The antioxidant defense system consists of several endogenous and exogenous components. The endogenous ones include reduced glutathione (GSH), GSH-peroxidase (GSH-Px), GSH reductase, superoxide dismutase (SOD), catalase, uric acid, albumin, hemoglobin, transferrin, and bilirubin. On the other hand, the exogenous ones include metal chelators (deferoxamine), Vitamin E (mainly a-tocopherol), carotenoids (a-carotene, b-carotene, lycopene, lutein, zeaxanthin, astaxanthin, and canthaxanthin), Vitamin C, flavonoids, mannitol, and aminoguanidine. Taurine, melatonin, and carnosine are also endogenous compounds, but can be administered as supplements. Healthy diets are important sources of antioxidants, even for those in the endogenous antioxidant category, considering that their function depends on the dietary intake of important components for the proper functioning of these antioxidants. Classic examples are the constituents of red pepper (cysteine), Brazil nut (selenium), and oyster (zinc), important for the function of GSH, GSH-Px, and Zn-SOD, respectively.[20],[21] In addition to the classification that differentiates endogenous from exogenous antioxidants, there is one that emphasizes the hydrophilic and lipophilic compartments. The hydrophilic (aqueous) compartment contains ascorbate, flavonoids, albumin, bilirubin, GSH, GSH-Px, SOD, and catalase, among others. On the other hand, carotenoids and a-tocopherol are present in the lipophilic compartment.
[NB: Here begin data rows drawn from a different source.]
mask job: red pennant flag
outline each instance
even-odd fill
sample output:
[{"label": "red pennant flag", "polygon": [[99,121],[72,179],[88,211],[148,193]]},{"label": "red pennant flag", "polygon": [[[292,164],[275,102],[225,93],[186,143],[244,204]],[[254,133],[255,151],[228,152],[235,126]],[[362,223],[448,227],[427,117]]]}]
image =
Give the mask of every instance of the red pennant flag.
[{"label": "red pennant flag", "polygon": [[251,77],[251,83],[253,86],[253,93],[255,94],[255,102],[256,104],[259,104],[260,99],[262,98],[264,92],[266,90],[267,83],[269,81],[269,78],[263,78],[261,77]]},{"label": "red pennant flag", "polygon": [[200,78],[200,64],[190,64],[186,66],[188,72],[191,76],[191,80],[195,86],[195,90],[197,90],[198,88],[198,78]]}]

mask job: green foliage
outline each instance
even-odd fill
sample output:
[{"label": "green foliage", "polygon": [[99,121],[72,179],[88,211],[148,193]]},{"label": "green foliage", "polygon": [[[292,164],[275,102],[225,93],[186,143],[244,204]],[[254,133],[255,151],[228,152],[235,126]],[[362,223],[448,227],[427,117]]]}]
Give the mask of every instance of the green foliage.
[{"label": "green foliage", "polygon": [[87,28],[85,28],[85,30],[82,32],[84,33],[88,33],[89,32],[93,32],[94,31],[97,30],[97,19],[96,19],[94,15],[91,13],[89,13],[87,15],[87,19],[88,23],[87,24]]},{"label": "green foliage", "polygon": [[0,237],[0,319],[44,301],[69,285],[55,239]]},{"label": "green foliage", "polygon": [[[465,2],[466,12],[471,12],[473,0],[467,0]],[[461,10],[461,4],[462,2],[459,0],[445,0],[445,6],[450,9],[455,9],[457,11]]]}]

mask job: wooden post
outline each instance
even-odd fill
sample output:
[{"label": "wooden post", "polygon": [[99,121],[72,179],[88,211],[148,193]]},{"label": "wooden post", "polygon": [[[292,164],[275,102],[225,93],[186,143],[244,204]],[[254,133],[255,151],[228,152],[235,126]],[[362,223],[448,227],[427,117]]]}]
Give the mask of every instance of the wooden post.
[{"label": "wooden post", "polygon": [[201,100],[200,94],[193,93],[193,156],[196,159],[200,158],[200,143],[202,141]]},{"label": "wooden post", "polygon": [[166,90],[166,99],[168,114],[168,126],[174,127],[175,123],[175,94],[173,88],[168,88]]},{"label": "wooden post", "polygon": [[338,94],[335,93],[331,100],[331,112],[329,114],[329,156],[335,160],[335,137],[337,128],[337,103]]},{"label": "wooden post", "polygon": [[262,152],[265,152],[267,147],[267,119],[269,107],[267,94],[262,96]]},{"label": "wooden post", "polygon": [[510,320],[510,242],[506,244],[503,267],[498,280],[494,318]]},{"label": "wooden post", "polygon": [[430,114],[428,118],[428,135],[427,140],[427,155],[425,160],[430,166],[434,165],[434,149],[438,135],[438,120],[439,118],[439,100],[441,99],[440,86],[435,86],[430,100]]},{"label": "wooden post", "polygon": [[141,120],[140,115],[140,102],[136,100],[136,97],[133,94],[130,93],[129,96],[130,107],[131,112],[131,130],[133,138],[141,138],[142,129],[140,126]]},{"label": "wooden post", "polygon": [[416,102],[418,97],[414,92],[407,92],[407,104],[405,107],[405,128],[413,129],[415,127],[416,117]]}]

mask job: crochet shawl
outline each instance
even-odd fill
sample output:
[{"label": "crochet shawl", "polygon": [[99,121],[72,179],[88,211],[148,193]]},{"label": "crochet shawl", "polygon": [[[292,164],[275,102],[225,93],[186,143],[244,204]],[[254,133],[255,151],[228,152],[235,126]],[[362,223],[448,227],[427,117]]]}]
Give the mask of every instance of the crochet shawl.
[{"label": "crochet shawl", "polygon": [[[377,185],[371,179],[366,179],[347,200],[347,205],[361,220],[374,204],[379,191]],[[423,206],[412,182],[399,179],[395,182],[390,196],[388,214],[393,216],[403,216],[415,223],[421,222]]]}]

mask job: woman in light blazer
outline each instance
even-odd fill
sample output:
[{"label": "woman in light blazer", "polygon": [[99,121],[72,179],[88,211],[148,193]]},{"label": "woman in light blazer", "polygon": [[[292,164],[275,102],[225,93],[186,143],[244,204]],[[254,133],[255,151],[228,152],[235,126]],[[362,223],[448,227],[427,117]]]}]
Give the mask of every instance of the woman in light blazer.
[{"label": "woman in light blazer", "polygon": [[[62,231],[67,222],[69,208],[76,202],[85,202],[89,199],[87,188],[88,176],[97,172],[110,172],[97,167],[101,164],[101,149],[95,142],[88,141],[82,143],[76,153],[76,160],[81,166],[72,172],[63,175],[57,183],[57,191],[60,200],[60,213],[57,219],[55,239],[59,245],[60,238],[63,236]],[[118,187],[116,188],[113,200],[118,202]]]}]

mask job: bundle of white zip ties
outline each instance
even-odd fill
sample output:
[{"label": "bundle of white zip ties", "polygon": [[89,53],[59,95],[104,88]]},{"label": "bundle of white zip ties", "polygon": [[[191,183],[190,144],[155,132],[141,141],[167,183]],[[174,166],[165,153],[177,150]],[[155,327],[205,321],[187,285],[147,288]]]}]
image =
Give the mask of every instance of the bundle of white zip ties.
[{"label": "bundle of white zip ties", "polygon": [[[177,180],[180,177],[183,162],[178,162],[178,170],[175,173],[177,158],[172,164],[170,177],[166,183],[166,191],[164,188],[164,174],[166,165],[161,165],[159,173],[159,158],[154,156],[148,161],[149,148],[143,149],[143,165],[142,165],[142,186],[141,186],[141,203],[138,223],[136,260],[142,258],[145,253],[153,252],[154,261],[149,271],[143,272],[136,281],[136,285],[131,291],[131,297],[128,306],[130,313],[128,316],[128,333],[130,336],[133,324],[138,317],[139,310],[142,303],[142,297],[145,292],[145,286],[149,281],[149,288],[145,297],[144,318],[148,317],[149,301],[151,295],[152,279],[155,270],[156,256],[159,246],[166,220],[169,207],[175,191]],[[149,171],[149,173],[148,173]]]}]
It should be noted that the beneficial action of a given antioxidant is the result of a fine balance between antioxidants (present in the hydrophilic and lipophilic compartments) and the magnitude of the generation of ROS and RNS. If this interaction is not respected, an undesirable phenomenon called prooxidant may occur, as, for example, during supplementation with a single antioxidant. Given this fact, it can be inferred that a mixture of antioxidants could prevent the possible undesirable prooxidant action. However, unfortunately, the ideal composition and the appropriate dose of each antioxidant in this mixture is unknown, despite the great efforts in the area.[20]

As mentioned, oxidative stress occurs when the magnitude of production of reactive species exceeds the antioxidant capacity, which results in lipid peroxidation, proteins (carbonylation and/or nitration), carbohydrates (carbonylation), and DNA (oxidation of nitrogenous bases). Injury to these important cellular components induces changes in the cell chemical structure and function, which lead to cell death or apoptosis. Lipid peroxidation corresponds to a self-limited reaction composed of steps of initiation, propagation, and termination.[22] However, the reactive species overload can restart the process and lead an uncontrolled generation of cytotoxic products such as malondialdehyde (MDA). Oxidative DNA damage can occur at the bases (purine and pyrimidine) in the presence of • OH, which, by removing a hydrogen atom from the carbohydrate-hydrogen bonds, generates false bases (called DNA base adducts) that can be produced in the presence or absence of O2. The false bases generated can act as oxidants or as reducers (depending on where the hydrogen atom was removed) and compromise replication and transcription, consequently leading to impaired transmission of genetic information, one of the main functions of DNA.[23] It is also important to highlight the importance of nitration and carbonylation reactions in AMD. Protein nitration is the result of the undesirable action of peroxynitrite, leading to impaired function of the protein.[19] Protein carbonylation occurs as a result of the action of advanced lipid peroxidation products (MDA, glyoxal, acrolein, and 4-hydroxy-nonenal) and advanced glycation (glyoxal and methylglyoxal) on the nucleophilic sites of proteins, peptides (cysteine, lysine, and histidine), aminophospholipids, and DNA. Such aggression generates irreversible carbonylation that leads to the dysfunction of molecules, cells, tissues, and organs. The highlight of this reaction in obesity, a disease associated with AMD, corresponds to impaired insulin function, glucose 6-phosphate dehydrogenase, and endothelial function.[20]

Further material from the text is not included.